Colorado also passed legislation (House Bill 21–1330) to enable all its public four-year higher education institutions to award an earned associate degree to students who stop out short of earning a bachelor’s. The Colorado Re-Engaged (CORE) Initiative enables the state’s four-year institutions to award an associate degree to eligible students who have stopped out from a baccalaureate program after earning at least 70 credit hours. In enacting the supporting legislation, the Colorado Legislature recognized that the COVID-19 pandemic forced many students, particularly those from low-income communities, to stop attending the state’s colleges and universities before obtaining a bachelor’s degree. These stop-out students have invested a significant amount of time and money to advance their knowledge and skills through higher education but lack an academic credential to reflect this investment.

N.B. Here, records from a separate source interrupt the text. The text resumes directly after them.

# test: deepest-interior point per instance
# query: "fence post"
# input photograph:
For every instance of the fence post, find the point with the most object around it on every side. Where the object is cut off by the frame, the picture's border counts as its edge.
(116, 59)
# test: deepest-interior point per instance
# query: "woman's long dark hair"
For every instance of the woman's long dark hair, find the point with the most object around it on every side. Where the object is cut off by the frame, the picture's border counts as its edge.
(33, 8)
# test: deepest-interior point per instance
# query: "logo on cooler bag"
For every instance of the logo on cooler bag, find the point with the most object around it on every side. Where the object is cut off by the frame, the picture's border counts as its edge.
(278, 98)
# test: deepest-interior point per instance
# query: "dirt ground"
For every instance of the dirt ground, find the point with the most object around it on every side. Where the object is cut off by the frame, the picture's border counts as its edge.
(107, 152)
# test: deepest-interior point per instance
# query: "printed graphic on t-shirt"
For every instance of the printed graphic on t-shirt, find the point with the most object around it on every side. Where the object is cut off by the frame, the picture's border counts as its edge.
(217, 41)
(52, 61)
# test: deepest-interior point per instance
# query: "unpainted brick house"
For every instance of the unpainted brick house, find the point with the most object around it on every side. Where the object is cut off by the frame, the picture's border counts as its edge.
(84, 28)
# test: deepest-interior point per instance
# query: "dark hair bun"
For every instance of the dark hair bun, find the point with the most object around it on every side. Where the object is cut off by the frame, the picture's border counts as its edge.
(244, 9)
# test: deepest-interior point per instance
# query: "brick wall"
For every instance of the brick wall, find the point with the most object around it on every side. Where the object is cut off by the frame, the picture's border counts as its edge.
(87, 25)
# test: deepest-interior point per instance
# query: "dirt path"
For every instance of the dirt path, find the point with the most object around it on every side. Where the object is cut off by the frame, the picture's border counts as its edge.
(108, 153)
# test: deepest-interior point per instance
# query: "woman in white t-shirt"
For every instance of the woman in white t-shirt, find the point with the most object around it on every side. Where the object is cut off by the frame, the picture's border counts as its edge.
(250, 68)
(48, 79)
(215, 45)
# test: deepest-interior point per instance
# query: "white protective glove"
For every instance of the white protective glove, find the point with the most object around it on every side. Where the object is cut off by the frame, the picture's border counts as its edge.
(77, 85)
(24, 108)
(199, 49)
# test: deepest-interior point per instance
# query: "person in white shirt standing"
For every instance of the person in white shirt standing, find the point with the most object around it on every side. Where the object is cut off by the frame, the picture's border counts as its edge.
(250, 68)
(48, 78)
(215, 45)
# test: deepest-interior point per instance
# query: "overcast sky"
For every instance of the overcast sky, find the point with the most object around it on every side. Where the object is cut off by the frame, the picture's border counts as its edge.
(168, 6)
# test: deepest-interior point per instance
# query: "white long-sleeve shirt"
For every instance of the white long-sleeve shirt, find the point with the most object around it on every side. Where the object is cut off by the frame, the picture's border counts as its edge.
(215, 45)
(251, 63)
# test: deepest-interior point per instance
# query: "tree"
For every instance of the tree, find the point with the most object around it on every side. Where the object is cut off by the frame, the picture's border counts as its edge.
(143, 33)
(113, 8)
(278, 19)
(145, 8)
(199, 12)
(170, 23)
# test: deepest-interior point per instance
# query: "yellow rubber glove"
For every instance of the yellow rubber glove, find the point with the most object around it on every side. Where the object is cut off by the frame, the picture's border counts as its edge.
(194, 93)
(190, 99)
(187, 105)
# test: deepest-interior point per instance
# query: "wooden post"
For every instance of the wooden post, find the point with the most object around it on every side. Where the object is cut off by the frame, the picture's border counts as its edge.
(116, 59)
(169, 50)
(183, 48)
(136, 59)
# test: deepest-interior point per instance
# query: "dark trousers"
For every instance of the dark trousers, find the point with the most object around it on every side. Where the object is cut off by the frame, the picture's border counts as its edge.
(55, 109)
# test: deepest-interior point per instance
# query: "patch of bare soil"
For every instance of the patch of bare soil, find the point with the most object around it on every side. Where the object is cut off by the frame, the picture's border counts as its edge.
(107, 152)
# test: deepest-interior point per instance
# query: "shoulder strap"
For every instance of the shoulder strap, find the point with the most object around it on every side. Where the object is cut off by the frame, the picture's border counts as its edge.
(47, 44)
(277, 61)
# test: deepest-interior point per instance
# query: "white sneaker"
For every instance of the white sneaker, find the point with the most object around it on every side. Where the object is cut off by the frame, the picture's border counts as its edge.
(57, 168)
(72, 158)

Data the Colorado Department of Higher Education gathered show that over 25,000 Coloradans may be eligible for an associate degree under CORE. By offering qualifying stop-out students (students who stopped out up to ten years before the current semester) an earned associate degree for credits they already completed, institutions participating in CORE can:

  • Help degree recipients obtain higher-paying jobs and more secure employment, which will improve economic prospects for these former students and their communities
  • Increase the number of Coloradans with academic credentials and degrees, which will strengthen the state’s workforce and support its economic recovery
  • Better position degree recipients to return to higher education to complete a bachelor’s degree or higher

Colleges and universities currently implementing CORE include:

  • Colorado State University Fort Collins
  • Colorado State University Pueblo
  • Fort Lewis College
  • Metropolitan State University of Denver
  • University of Colorado Colorado Springs
  • University of Colorado Denver
  • University of Northern Colorado

Reporters Marshall Zelinger and Antonia Velez from KUSA-TV Denver investigated early results of this new policy at Metropolitan State University of Denver. On December 21, 2023, the university emailed 3,900 students who had stopped out of a bachelor’s program up to ten years before the current semester but had earned at least 70 credits before stopping out. As of January 5, 2024, of the first 700 former students to open the email, 311 (44%) opted to receive an associate degree, and more than 120 (18%) asked for more information about returning to the university to get back on track for their bachelor’s.

Recently, the University of Colorado Denver awarded nearly 70 associate degrees to students who met the requirements of the board of regents’ newly approved associate of general studies degree programs at University of Colorado Colorado Springs and University of Colorado Denver.

Why do these retro awards matter? The research data have fueled interest in retro degrees because workers with associate degrees earn more than those with just a high school diploma. Associate degrees have value, yet many students who have acquired the learning equivalent to an associate degree are unaware of that fact. And until recently, there has been no way to award them the degree.

Thankfully, that is changing. Pathways to meaningful credentials are widening. Colorado’s groundbreaking CORE legislation is enabling recognition of significant learning for many students attending the state’s four-year institutions. We have much to learn from Colorado about fairness—to students who start at community colleges and who start at four-year institutions—and they all deserve recognition for their learning at key increments along the way to help them achieve success in their education and career journeys.